Effect of Patient Sex on Neurocognitive Decline after Cardiac Surgery.

机构信息

From the Division of Cardiothoracic Surgery, Warren Alpert Medical School at Brown University and Rhode Island Hospital, Providence, RI (Stanley, Sabe, Sodha, Ehsan, Sellke).

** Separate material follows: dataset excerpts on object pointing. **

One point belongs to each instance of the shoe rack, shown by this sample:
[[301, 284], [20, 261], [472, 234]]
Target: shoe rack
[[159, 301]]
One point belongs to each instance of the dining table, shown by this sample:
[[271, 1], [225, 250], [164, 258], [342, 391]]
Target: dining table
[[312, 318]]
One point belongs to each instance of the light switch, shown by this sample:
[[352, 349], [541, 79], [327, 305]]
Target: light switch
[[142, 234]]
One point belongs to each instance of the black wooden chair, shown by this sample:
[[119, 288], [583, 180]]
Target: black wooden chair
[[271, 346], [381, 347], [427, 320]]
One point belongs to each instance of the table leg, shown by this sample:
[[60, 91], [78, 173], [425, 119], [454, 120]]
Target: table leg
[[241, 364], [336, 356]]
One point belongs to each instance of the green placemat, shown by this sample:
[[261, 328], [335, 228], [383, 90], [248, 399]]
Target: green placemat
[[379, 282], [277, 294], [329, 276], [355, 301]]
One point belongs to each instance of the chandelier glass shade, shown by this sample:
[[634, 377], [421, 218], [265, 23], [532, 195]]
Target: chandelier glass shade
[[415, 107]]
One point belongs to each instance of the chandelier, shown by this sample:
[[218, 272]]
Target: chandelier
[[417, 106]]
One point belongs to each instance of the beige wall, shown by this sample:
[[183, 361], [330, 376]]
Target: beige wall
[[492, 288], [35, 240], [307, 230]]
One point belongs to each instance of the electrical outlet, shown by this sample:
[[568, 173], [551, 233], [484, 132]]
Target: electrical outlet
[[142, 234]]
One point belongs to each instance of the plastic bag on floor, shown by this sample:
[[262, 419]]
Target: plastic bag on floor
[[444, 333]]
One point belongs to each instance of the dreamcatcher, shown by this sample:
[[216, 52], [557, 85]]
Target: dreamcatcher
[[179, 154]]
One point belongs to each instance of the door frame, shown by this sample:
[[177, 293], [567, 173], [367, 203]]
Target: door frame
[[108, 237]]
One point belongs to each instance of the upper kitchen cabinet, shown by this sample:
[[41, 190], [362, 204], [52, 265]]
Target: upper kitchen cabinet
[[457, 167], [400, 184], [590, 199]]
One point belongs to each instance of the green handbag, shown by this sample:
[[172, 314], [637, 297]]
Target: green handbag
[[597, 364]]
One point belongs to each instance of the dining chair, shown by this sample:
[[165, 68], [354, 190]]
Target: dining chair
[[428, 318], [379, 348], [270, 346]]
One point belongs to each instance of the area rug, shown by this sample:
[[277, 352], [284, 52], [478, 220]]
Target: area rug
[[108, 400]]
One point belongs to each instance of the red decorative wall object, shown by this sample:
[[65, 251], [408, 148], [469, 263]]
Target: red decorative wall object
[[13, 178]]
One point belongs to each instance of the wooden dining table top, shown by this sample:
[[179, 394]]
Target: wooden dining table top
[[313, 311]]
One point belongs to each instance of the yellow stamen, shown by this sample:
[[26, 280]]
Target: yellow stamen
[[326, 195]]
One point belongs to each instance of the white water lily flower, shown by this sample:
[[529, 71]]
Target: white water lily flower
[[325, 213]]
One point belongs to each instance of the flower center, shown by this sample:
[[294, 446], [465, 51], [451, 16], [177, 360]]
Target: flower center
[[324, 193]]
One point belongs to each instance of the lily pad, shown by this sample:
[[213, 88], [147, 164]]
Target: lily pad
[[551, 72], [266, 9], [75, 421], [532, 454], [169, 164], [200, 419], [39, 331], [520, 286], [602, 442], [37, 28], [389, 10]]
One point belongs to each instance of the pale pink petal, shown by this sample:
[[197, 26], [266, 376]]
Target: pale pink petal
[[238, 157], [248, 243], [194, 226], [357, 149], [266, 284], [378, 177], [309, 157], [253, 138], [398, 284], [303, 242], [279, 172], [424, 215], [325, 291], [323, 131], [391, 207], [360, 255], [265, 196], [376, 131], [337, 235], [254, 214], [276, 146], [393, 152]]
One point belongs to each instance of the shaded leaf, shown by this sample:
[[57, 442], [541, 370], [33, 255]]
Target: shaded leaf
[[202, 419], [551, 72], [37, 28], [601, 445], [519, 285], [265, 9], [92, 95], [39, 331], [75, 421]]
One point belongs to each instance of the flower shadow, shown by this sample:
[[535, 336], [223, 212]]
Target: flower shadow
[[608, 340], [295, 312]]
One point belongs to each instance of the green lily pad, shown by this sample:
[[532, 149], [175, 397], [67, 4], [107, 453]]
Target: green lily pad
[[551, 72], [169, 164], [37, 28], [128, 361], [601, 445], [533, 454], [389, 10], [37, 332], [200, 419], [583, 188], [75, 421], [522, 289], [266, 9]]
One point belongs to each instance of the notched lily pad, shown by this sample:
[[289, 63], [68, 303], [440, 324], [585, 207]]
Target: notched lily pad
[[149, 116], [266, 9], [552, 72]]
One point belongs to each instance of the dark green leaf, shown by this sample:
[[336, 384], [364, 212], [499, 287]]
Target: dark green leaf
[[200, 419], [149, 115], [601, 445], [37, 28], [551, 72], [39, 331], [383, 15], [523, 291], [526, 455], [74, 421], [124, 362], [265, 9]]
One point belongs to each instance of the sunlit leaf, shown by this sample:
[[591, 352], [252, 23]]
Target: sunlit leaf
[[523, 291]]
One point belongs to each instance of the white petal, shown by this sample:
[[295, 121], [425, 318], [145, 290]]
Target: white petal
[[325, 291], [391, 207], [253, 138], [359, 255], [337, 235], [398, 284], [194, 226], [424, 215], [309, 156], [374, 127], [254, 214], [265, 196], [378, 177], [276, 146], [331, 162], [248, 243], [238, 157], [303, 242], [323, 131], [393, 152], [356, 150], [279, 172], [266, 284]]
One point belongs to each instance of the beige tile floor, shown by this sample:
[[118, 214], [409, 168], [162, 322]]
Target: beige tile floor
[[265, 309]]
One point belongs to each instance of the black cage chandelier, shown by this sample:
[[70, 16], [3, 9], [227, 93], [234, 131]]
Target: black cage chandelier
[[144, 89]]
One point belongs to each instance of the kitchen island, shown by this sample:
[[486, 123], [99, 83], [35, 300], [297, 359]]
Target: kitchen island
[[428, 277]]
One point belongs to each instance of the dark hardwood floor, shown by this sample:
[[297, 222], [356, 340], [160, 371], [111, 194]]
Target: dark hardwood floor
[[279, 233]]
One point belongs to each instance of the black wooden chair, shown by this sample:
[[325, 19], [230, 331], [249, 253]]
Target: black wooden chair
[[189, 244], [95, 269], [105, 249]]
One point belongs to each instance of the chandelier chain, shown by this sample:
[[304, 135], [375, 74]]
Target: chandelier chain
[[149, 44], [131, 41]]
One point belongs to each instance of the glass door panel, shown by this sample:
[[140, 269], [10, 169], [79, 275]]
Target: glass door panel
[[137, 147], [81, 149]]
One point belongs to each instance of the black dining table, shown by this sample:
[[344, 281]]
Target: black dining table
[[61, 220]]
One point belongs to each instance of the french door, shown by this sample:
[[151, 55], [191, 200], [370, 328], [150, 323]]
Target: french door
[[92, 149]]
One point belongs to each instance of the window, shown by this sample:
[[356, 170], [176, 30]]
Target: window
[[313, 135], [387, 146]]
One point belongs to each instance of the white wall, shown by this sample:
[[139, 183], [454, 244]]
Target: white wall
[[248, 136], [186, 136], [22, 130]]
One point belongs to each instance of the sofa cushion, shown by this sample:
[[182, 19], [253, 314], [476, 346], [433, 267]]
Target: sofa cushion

the Warren Alpert Medical School at Brown University, Providence, RI (Kant).

出版信息

J Am Coll Surg. 2023 Jun 1;236(6):1112-1124. doi: 10.1097/XCS.0000000000000574. Epub 2023 Jan 20.

Abstract

BACKGROUND

Neurocognitive decline (NCD) is a common complication of cardiac surgery. Understanding risk factors helps surgeons counsel patients pre- and perioperatively about risk, prevention, and treatment.

STUDY DESIGN

Patients undergoing cardiac surgery using cardiopulmonary bypass underwent pre- and postoperative neurocognitive testing. Neurocognitive data are presented as a change from baseline to either postoperative day 4 or to 1 month. The score is standardized with respect to age.

RESULTS

Eighty-four patients underwent surgery and completed postoperative neurocognitive testing. There was no significant difference in baseline neurocognitive function. NCD was more common in female patients (71%) than male patients (26.4%) on postoperative day 4. By 1 month, the incidence of NCD is similar between female (15.0%) and male patients (14.3%). Of note, female patients differed from male patients in preoperative hematocrit, preoperative creatinine, and type of surgery.

CONCLUSIONS

In the acute postoperative period, female patients are both more likely to experience NCD and experience a more severe change from baseline cognitive function. This difference between male and female patients resolves by the 1 month follow-up point. Female patients had a lower preoperative hematocrit and were more likely to receive intraoperative and perioperative blood transfusion. Lower preoperative hematocrit appears to mediate the difference in NCD between male and female patients.

摘要

背景

神经认知功能下降(NCD)是心脏手术的常见并发症。了解风险因素有助于外科医生在术前和围手术期向患者提供风险、预防和治疗方面的咨询。

研究设计

接受体外循环心脏手术的患者接受了术前和术后的神经认知测试。神经认知数据表现为从基线到术后第 4 天或术后 1 个月的变化。该评分与年龄有关。

结果

84 名患者接受了手术并完成了术后神经认知测试。在基线神经认知功能方面没有显著差异。在术后第 4 天,女性患者(71%)比男性患者(26.4%)更容易发生 NCD。1 个月时,女性(15.0%)和男性患者(14.3%)的 NCD 发生率相似。值得注意的是,女性患者在术前血细胞比容、术前肌酐和手术类型方面与男性患者存在差异。

结论

在急性术后期间,女性患者发生 NCD 的可能性更高,且认知功能从基线的变化更严重。这种男女患者之间的差异在术后 1 个月的随访点得到解决。女性患者术前血细胞比容较低,术中及围手术期输血的可能性更高。较低的术前血细胞比容似乎是男性和女性患者之间 NCD 差异的中介因素。